Catch it early.
Those are watchwords in the battle against a host of illnesses, from heart disease to cancer to Type 2 diabetes. Early detection gives physicians a chance to minimize damage, to insert a stent and keep blood flowing to the heart, to remove a tumor before one becomes many, to urge crucial lifestyle changes: lose weight, eat better, exercise.
But can the strategy work for Alzheimer’s disease? Scientists are starting to think it might.
The Harvard Aging Brain Study, now in its seventh year, has shown that amyloid beta, the protein thought to cause Alzheimer’s, accumulates in the brain a decade or more before symptoms occur.
That finding has given new hope to researchers struggling to move beyond a rash of high-profile Alzheimer’s failures in clinical drug trials. In February, drug maker Merck & Co. halted a study, just three months after Eli Lilly & Co. announced a trial failure. Several additional drugs are still in trials, but researchers are reconsidering their approach and wondering whether the problem is in trying to reverse, rather than prevent, dementia.

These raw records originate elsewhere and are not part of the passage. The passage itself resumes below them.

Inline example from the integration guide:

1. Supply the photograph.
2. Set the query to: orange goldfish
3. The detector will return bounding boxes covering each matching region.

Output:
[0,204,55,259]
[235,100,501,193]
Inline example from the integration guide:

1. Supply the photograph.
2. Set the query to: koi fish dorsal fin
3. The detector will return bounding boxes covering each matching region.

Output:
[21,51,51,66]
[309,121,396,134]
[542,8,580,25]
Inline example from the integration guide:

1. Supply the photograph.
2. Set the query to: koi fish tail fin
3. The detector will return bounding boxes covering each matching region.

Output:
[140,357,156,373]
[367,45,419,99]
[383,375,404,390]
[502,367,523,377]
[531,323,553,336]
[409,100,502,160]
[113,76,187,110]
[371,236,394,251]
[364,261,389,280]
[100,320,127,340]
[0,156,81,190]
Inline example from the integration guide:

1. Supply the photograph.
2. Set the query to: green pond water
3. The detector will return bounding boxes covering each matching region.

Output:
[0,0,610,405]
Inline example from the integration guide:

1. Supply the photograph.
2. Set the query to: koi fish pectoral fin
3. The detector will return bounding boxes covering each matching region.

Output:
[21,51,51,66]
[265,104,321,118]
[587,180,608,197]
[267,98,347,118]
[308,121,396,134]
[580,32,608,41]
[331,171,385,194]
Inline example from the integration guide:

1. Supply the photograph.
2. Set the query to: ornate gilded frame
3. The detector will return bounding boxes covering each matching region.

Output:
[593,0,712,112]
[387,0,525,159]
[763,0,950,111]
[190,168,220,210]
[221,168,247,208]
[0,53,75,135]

“I think we’ve failed in 11 phase 3 trials, which is not a good track record,” said Reisa Sperling, a neurology professor at Harvard Medical School, a physician at Brigham and Women’s Hospital, and co-director of the Harvard Aging Brain Study at Massachusetts General Hospital (MGH). “From a clinical point of view, it’s a dismal failure.”
Now, the “catch it early” idea is being put to the test in a new study called A4, or Anti-Amyloid Treatment in Asymptomatic Alzheimer’s Disease, led by Sperling and the University of Southern California’s Paul Aisen. Researchers will try an anti-amyloid drug on people who show no signs of Alzheimer’s cognitive decline, but who do have abnormally high levels of amyloid beta in their brains.